The Central Asian Revolt started in the summer of 1916, when the Russian Empire government ended its exemption of Muslims from military service.[308]
In 1917, a series of French Army Mutinies led to dozens of soldiers being executed and many more imprisoned.
In Milan, in May 1917, Bolshevik revolutionaries organised and engaged in rioting calling for an end to the war, and managed to close down factories and stop public transportation.[309] The Italian army was forced to enter Milan with tanks and machine guns to face Bolsheviks and anarchists, who fought violently until 23 May when the army gained control of the city. Almost 50 people (including three Italian soldiers) were killed and over 800 people arrested.[309]
In September 1917, Russian soldiers in France began questioning why they were fighting for the French at all and mutinied.[310] In Russia, opposition to the war led to soldiers also establishing their own revolutionary committees, which helped foment the October Revolution of 1917, with the call going up for "bread, land, and peace". The Bolsheviks agreed to a peace treaty with Germany, the peace of Brest-Litovsk, despite its harsh conditions.

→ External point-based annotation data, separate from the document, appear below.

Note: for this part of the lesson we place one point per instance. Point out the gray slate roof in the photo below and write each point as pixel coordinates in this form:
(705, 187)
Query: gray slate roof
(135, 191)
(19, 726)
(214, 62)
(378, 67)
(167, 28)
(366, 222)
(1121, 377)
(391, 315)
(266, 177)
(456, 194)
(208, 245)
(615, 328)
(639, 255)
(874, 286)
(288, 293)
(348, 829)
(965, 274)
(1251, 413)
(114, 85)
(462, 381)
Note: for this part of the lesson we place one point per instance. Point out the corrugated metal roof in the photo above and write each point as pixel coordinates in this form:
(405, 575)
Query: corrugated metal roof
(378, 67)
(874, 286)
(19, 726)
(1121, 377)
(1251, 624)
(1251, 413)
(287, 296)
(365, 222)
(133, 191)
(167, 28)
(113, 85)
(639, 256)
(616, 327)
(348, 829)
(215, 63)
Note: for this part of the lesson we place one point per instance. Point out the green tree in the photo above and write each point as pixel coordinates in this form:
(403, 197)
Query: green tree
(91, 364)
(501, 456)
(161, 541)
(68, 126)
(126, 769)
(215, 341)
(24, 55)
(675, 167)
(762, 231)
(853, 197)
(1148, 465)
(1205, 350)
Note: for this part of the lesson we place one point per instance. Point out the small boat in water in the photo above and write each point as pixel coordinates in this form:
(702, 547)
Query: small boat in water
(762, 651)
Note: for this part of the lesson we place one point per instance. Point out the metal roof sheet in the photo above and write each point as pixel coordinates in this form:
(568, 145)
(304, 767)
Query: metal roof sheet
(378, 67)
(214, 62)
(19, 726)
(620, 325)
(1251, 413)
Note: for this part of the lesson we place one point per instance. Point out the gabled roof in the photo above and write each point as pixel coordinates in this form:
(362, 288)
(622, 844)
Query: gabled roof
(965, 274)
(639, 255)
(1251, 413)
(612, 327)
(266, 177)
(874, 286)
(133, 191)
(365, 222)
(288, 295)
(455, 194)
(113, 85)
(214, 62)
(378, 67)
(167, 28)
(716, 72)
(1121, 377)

In northern Germany, the end of October 1918 saw the beginning of the German Revolution of 1918–1919. Units of the German Navy refused to set sail for a last, large-scale operation in a war which they saw as good as lost; this initiated the uprising. The sailors' revolt which then ensued in the naval ports of Wilhelmshaven and Kiel spread across the whole country within days and led to the proclamation of a republic on 9 November 1918 and shortly thereafter to the abdication ofKaiser Wilhelm II.

Conscription

Young men registering for conscription, New York City, 5 June 1917.
Conscription was common in most European countries. However it was controversial in English speaking countries. It was especially unpopular among minority ethnic groups—especially the Irish Catholics in Ireland[311] and Australia, and the French Catholics in Canada. In Canada the issue produced a major political crisis that permanently alienated the Francophiles. It opened a political gap between French Canadians, who believed their true loyalty was to Canada and not to the British Empire, and members of the Anglophone majority, who saw the war as a duty to their British heritage.[312] In Australia, a sustained pro-conscription campaign by Billy Hughes, the Prime Minister, caused a split in the Australian Labor Party, so Hughes formed the Nationalist Party of Australia in 1917 to pursue the matter. Farmers, thelabour movement, the Catholic Church, and the Irish Catholics successfully opposed Hughes' push, which was rejected in two plebiscites.[313]
In Britain, conscription resulted in the calling up of nearly every physically fit man in Britain—six of ten million eligible. Of these, about 750,000 lost their lives. Most deaths were to young unmarried men; however, 160,000 wives lost husbands and 300,000 children lost fathers.[314] In the United States, conscription began in 1917 and was generally well received, with a few pockets of opposition in isolated rural areas.[315]